It's time for an overhaul

Novation Peak

Five things I love about this synthesizer

1: reverb

If you've watched any Peak videos before, you've probably heard people gush about it. There's a good reason for it. It sounds amazing. And since slapping reverb on something almost universally makes it sound better, slapping great reverb on it makes it sound very good.

2: sound palette

The Peak lets you produce an enormously wide range of sounds. It has three oscillators with virtual analog waveforms, wavetables (including 10 slots for custom user tables), FM, and virtual sync. It has an analog filter and distortion. It has three envelopes, four LFOs, a fairly large mod matrix, and poly aftertouch. It has chorus/flanger, delay, and reverb effects. With all these tools at your disposal you can easily create an extensive and diverse library of sounds, or write an entire album exclusively with the Peak and never feel limited.

3: build and value

It feels incredibly solid and every part of the synth seems well made. It's also quite compact, which is very convenient for me given my limited space. At $1000 used, considering all its features, I think it's pretty good value, at least in the expensive world of synthesizers.

4: distortion

There are three stages of distortion in this thing. Pre-filter, post-filter, and an additional post-VCA, pre-FX distortion unit. You can really drive the Peak and when you do, it sounds crunchy and delightful.

5: Novation Components

I'm staring at a Roland TR-6S that comes with a pathetic virtual “editor” that makes no attempt at helping you properly organize patches and kits. By comparison, Components is a godsend. The ability to live audition patches and wavetables without committing them to the Peak's memory is awesome, and the wavetable editor has made creating wavetables feel more accessible to me than any soft synth ever has.

Five things I don't love

1: oscillator controls

Six of the 15 knobs in the oscillator section are dedicated to pitch modulation, but they're rarely useful. Most of the time, pitch modulation is used across all three oscillators, and for a range of reasons it's much more convenient to set this in the mod matrix. I probably touch every knob on the Peak when making a patch — except for these.

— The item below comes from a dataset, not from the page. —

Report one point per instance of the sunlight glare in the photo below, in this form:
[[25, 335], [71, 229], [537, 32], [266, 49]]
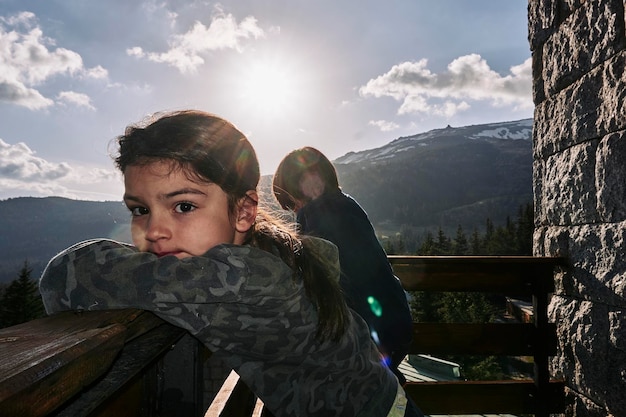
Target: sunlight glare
[[269, 89]]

It would have been better to break up the wavetable shaping controls, as they often force you to continually go back and forth between setting the starting point and adjusting the modulation amount, making you constantly find where you'd last left the knob for the previous setting. Considering that even a tiny change can make a difference in the timbre of a patch, this is a major hassle.

I would have also loved to see at least one encoder devoted to FM depth, like on the Summit. The Peak is actually quite capable at FM, so it's strange the only FM knob on the entire panel is the least important one.

2: mod matrix

It's just not very quick to use, due to having to continually page through slots and scroll through sources and destinations. Also, I understand it was probably done to avoid breaking old patches, but updates that introduced new mod parameters added those at the end of the previous ones, so many related parameters are broken up. For example, the Attack/Decay/Release controls for the amp envelope are all together, but you have to scroll past another 17 parameters to get to the Sustain.

It's also not helpful to have two separate matrices with different parameters. You have to tab through 10 pages in the FX settings to get to the FX mod matrix, only to discover it probably doesn't have the mod sources you want. It feels unexpectedly limiting at times. The most egregious omission is the inability to modulate the filter envelope depth.

3: resonance

I normally like playing with filter resonance, especially when it can self-oscillate — but the Peak's just...doesn't sound good, in my opinion, and has a hard time remaining stable enough to allow for precise sound design.

4: serial FX routing

By default, Peak processes effects in parallel. However, a later update added the ability to process effects in series, which is more common in the synth space. This is great, except it doesn't do it properly.

With parallel processing, the effect knobs are effectively sends. At maximum level, you hear a 50% dry/50% wet signal. But with serial processing, Peak introduces a slightly delayed copy of the dry sound into the wet audio path. The “wet” signal is no longer actually wet, but a dry/wet mix, with the effect knobs controlling the mix level. Unless one of those effects is fully wet (not likely with Chorus/Delay/Reverb), whatever amount of the copied dry sound still remains in the final wet signal then clashes with the original dry signal, creating combing and loudness issues.

There's no proper workaround. The closest thing to a fix is to set the dry level to 0%, leaving you with just the “wet” signal, which is, again, a dry/wet mix. Then you'll be able to hear what you're supposed to be hearing. But you give up using the Bypass button on the panel, which now mutes the whole synth instead of bypassing only the effects. This whole thing could be fixed by simply removing the duplicate dry signal at the end of the serial processing path, but a Peak representative was adamant this is a feature, not a bug. Given the inconsistency and the complete lack of mention in the manual, I very much doubt it.

5: animate buttons

These are not exactly a con, but they feel like a bit of a miss — like Novation realized it needed more ways to provide expression but couldn't find the room for macro knobs. Toggling modulations on or off is better than nothing, but it feels limiting and sadly, isn't actually suitable for playing expressively. They serve more as buttons you push to change your preset into a slightly different preset, which, again, is better than nothing, but feels a bit stilted.